Human tolerance for alcohol is way, more adaptable than youre implying.

[–] [email protected] 19 points 4 months ago (2 children)

You're both right. The beer people drank back then was usually very low alcohol content. It was essentially fermented just enough so that it would stay safe to drink for a while. There was stronger stuff, yes, but especially the stuff they had on ships was very weak.

[–] [email protected] 4 points 4 months ago

Same with the famous pirate rum.

[–] [email protected] 4 points 4 months ago (1 children)

not saying anyone's wrong in this thread, but i would love to read sources on this

[–] [email protected] 4 points 4 months ago (1 children)

That person should try to eat a medieval peasant bread sometime. It was made from a coarse meal, not refined flour. It wasn't leavened. And it had zero salt inside. It also had sand in it. The taste of that shit is god awful and it destroys your teeth.

[–] [email protected] 13 points 4 months ago (2 children)

It wasn’t leavened.

What're you basing that off of? The only reason you'd make a flatbread is if you couldn't cobble together some sort of oven/stove communally. Otherwise sourdough is a no brainer even with sandy rye flour.

[–] [email protected] 7 points 4 months ago (1 children)

They also had yeast that they could get from the local brewer.

And since bread was highly regulated, it was generally made by a trained baker, who used the highest quality flour they could get... which was still often very coarsely ground with the occasional bit of sand from the grindstones.

But it was leavened, and had salt, because everyone could get salt. The stuff was everywhere. And still is.

[–] [email protected] 6 points 4 months ago

They also had yeast that they could get from the local brewer.

Yeah even the iron age gauls did that.

[–] [email protected] 0 points 4 months ago (2 children)

I don't think you could stick it together though unless it was fine grain. Also they presumably wouldn't have had yeast so it would have been flatbread.

[–] [email protected] 7 points 4 months ago* (last edited 4 months ago)

Leavened bread was a pre bronze age thing.
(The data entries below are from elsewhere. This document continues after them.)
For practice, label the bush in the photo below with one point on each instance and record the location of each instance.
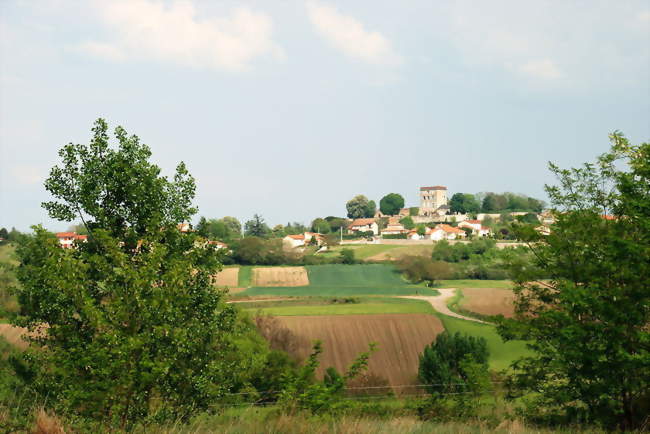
(422, 269)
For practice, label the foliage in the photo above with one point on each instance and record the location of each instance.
(464, 203)
(407, 222)
(302, 392)
(421, 269)
(256, 227)
(371, 209)
(588, 325)
(357, 207)
(347, 256)
(495, 203)
(320, 226)
(391, 204)
(224, 229)
(131, 315)
(453, 363)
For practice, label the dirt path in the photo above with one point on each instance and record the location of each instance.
(439, 303)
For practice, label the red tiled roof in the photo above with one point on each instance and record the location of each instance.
(450, 229)
(66, 234)
(362, 222)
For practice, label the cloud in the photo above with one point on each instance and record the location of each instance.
(148, 29)
(350, 36)
(27, 175)
(544, 69)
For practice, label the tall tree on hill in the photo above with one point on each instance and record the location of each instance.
(371, 209)
(464, 203)
(131, 315)
(588, 324)
(256, 227)
(391, 204)
(357, 207)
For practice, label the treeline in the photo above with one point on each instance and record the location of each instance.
(491, 203)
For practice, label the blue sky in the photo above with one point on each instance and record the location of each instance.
(289, 109)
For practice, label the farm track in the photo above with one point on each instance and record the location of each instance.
(439, 303)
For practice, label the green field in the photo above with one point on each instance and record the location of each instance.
(474, 283)
(346, 280)
(501, 353)
(366, 305)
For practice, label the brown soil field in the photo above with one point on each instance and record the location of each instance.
(400, 338)
(13, 335)
(280, 276)
(228, 277)
(400, 252)
(488, 301)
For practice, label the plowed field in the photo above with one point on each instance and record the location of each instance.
(228, 277)
(280, 276)
(400, 337)
(488, 301)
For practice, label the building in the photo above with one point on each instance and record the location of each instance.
(476, 227)
(300, 240)
(446, 232)
(67, 239)
(433, 201)
(394, 227)
(364, 225)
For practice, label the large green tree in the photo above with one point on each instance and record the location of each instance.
(131, 315)
(589, 323)
(391, 204)
(357, 207)
(464, 203)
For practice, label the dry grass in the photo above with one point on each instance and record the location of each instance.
(400, 337)
(488, 301)
(13, 335)
(280, 276)
(227, 277)
(46, 423)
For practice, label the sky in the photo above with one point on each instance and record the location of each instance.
(290, 108)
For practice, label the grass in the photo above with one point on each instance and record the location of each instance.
(345, 280)
(502, 354)
(367, 305)
(245, 276)
(475, 283)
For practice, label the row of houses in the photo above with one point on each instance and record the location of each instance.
(438, 232)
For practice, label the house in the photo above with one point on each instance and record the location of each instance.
(67, 239)
(300, 240)
(446, 232)
(476, 227)
(364, 225)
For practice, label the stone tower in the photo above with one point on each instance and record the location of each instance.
(432, 198)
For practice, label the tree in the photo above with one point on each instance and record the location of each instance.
(407, 222)
(256, 227)
(357, 207)
(588, 324)
(321, 226)
(391, 204)
(130, 316)
(371, 209)
(464, 203)
(443, 363)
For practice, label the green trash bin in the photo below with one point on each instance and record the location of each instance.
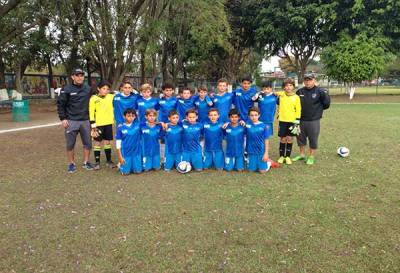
(20, 110)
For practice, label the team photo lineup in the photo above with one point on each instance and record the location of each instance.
(224, 131)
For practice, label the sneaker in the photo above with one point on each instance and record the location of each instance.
(88, 166)
(298, 158)
(71, 168)
(310, 160)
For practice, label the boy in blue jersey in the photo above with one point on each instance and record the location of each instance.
(243, 99)
(185, 102)
(213, 136)
(266, 101)
(145, 102)
(173, 142)
(234, 135)
(223, 100)
(191, 135)
(257, 143)
(126, 99)
(151, 134)
(203, 103)
(128, 144)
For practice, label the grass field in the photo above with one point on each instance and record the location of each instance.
(341, 215)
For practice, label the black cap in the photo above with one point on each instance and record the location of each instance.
(77, 71)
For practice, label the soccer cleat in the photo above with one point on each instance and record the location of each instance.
(88, 166)
(71, 168)
(310, 160)
(298, 158)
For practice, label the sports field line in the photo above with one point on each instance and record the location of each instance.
(29, 127)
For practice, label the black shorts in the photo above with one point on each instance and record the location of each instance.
(283, 129)
(105, 133)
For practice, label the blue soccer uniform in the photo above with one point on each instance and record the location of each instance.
(234, 155)
(267, 106)
(165, 106)
(151, 146)
(224, 104)
(173, 146)
(128, 137)
(191, 148)
(213, 153)
(145, 104)
(122, 102)
(243, 101)
(256, 134)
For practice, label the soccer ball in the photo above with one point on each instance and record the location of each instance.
(343, 151)
(184, 167)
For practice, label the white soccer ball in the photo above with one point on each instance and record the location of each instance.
(343, 151)
(184, 167)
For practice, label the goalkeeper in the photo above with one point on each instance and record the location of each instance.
(289, 113)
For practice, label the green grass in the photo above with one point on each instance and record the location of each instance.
(341, 215)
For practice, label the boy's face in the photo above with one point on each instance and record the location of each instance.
(174, 119)
(213, 116)
(186, 94)
(104, 90)
(254, 116)
(168, 92)
(246, 85)
(146, 93)
(127, 89)
(129, 118)
(222, 87)
(234, 119)
(191, 118)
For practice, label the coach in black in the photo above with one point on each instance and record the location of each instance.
(73, 111)
(314, 100)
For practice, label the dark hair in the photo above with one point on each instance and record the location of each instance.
(234, 112)
(129, 111)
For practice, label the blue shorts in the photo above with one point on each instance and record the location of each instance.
(256, 163)
(133, 164)
(234, 162)
(194, 158)
(151, 162)
(171, 161)
(214, 159)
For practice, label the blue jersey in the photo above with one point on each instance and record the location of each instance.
(256, 134)
(213, 135)
(150, 139)
(267, 106)
(191, 136)
(183, 105)
(224, 104)
(202, 108)
(173, 139)
(234, 140)
(166, 105)
(129, 135)
(121, 103)
(243, 101)
(144, 104)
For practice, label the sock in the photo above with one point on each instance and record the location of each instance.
(288, 149)
(107, 151)
(96, 151)
(281, 149)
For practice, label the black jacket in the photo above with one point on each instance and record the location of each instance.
(313, 102)
(73, 102)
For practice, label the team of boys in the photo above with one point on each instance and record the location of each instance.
(208, 131)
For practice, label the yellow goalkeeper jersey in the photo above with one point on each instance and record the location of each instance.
(101, 110)
(289, 107)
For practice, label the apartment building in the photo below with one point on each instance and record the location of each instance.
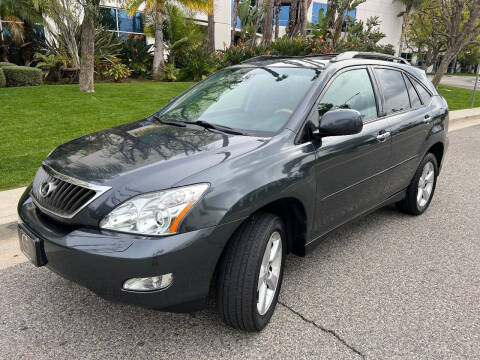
(116, 19)
(386, 10)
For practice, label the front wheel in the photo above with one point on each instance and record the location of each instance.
(420, 192)
(251, 272)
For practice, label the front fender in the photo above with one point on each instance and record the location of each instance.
(241, 186)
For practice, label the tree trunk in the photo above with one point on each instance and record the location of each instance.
(278, 7)
(303, 18)
(211, 30)
(88, 47)
(27, 46)
(234, 24)
(447, 59)
(253, 40)
(268, 23)
(158, 55)
(3, 47)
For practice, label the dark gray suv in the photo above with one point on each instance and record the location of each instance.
(212, 192)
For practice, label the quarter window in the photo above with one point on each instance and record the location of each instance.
(351, 90)
(414, 99)
(394, 90)
(424, 94)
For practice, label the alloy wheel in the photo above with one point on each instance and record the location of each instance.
(269, 273)
(425, 184)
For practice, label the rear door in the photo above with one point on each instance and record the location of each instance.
(350, 170)
(409, 118)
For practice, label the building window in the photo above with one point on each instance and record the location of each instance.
(284, 14)
(120, 22)
(317, 7)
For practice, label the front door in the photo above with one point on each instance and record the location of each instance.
(351, 171)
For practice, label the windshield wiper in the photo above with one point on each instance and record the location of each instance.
(166, 122)
(221, 128)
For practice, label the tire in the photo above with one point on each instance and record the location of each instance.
(238, 281)
(412, 204)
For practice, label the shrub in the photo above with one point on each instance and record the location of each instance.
(22, 76)
(236, 54)
(3, 82)
(199, 64)
(3, 64)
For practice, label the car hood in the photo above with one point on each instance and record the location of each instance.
(146, 155)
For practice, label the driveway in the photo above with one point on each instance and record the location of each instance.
(386, 286)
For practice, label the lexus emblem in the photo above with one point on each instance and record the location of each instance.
(46, 189)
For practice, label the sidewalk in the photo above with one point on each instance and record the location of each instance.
(10, 253)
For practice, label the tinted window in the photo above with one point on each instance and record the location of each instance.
(251, 99)
(351, 90)
(394, 90)
(130, 23)
(108, 18)
(414, 99)
(424, 94)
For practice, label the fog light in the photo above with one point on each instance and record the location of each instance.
(148, 284)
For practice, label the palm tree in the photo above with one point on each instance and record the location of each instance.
(157, 8)
(21, 16)
(409, 6)
(234, 19)
(211, 26)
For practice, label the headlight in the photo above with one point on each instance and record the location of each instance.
(157, 213)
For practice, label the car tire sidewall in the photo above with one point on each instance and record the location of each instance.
(432, 159)
(262, 320)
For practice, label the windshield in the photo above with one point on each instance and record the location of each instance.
(247, 99)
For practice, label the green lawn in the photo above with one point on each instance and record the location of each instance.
(458, 98)
(36, 119)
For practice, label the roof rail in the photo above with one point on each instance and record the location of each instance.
(273, 57)
(369, 55)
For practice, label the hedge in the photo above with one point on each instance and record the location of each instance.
(3, 82)
(3, 64)
(22, 76)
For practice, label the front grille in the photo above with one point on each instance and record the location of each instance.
(61, 195)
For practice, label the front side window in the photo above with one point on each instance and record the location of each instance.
(394, 90)
(351, 90)
(249, 99)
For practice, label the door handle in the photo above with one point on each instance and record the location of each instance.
(382, 136)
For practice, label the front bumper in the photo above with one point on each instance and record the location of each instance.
(103, 260)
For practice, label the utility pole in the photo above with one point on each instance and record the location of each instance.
(475, 87)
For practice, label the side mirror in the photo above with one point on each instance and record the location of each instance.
(340, 122)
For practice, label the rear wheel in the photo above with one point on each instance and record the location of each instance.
(421, 190)
(251, 272)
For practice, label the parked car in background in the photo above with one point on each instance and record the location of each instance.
(257, 161)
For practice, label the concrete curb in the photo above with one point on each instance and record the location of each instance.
(8, 199)
(8, 205)
(464, 114)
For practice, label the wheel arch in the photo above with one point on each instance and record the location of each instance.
(438, 150)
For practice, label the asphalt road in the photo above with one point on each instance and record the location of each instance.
(386, 286)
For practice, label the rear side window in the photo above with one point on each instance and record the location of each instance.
(424, 94)
(394, 90)
(351, 90)
(414, 98)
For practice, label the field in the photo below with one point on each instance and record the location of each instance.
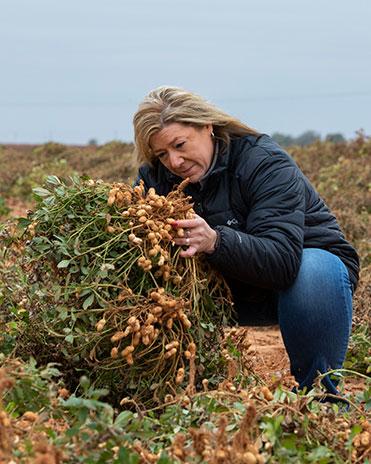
(53, 408)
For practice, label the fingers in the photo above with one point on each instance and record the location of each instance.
(196, 235)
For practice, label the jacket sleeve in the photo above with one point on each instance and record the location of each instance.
(267, 253)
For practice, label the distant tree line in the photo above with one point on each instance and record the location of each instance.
(306, 138)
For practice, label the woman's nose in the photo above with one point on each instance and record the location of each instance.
(175, 160)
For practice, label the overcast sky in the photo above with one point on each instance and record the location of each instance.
(74, 70)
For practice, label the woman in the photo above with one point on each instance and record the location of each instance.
(260, 223)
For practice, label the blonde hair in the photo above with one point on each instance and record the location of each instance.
(166, 105)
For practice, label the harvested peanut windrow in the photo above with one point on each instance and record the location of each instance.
(132, 292)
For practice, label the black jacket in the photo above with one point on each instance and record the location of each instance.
(265, 210)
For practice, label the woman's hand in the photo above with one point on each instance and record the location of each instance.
(198, 236)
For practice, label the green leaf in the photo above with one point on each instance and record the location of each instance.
(41, 192)
(88, 301)
(69, 338)
(54, 180)
(64, 263)
(123, 418)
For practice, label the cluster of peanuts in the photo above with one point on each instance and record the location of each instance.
(362, 442)
(145, 327)
(150, 217)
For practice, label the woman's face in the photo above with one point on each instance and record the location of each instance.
(184, 150)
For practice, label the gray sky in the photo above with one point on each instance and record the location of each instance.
(73, 70)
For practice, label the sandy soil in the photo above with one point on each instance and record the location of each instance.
(267, 353)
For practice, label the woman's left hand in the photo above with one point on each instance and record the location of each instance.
(198, 236)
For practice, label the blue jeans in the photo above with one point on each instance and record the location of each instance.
(315, 317)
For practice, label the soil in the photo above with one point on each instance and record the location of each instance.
(269, 359)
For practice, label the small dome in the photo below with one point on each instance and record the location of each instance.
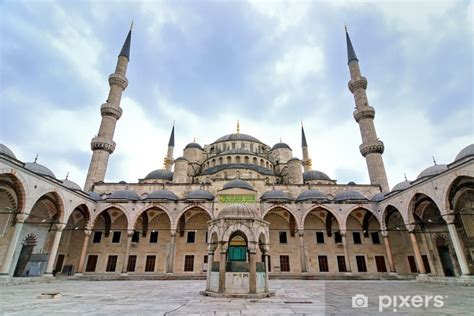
(315, 175)
(160, 174)
(124, 195)
(377, 197)
(281, 146)
(465, 152)
(6, 151)
(71, 185)
(312, 195)
(349, 196)
(276, 195)
(237, 184)
(237, 211)
(200, 195)
(401, 186)
(193, 146)
(432, 171)
(39, 169)
(162, 195)
(95, 196)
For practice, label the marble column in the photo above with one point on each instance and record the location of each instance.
(127, 252)
(388, 249)
(170, 262)
(54, 249)
(302, 253)
(416, 249)
(453, 233)
(346, 252)
(7, 260)
(82, 258)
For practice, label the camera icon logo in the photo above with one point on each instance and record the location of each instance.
(360, 300)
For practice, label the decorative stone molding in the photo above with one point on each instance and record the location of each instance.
(364, 113)
(358, 83)
(375, 147)
(103, 143)
(109, 110)
(118, 80)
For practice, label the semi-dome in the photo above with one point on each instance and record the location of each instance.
(315, 175)
(71, 184)
(6, 151)
(349, 196)
(162, 195)
(401, 186)
(237, 184)
(377, 197)
(128, 195)
(237, 211)
(200, 195)
(312, 195)
(432, 171)
(275, 195)
(237, 136)
(39, 169)
(281, 146)
(160, 174)
(95, 196)
(465, 152)
(193, 146)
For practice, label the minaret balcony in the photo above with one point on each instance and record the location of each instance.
(116, 79)
(373, 147)
(358, 83)
(102, 143)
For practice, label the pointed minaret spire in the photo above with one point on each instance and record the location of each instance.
(103, 145)
(168, 163)
(304, 146)
(372, 147)
(351, 56)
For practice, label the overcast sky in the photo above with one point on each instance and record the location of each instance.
(206, 64)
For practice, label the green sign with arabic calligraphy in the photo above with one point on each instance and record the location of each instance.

The whole point behind passover unleavened bread is the refugees theoretically had no time to let dough proof (not that I think the Exodus actually happened). As long as you're dealing with something that has gluten, leavening it is trivial. Iron age armies would make rolls, proof them with sourdough starter, and cook them on skewers over an open fire while on the march. Coarse grain rye might take a day or more to proof with sourdough, but it'll be sweeter and easier to digest after.

When it comes to if you make flatbread or not, it's more a property of does the grain itself have enough gluten to even rise (which things like barley does not). Usually if it doesn't, you'd make a porridge with it, but keep in mind that even making a porridge takes hours to really break down the grain. Leavening is almost always available.

[–] [email protected] 5 points 4 months ago

If you just leave dough outside you'll have yeast. Yeast is already around you. How do you think best was discovered?

[–] [email protected] 60 points 4 months ago (1 children)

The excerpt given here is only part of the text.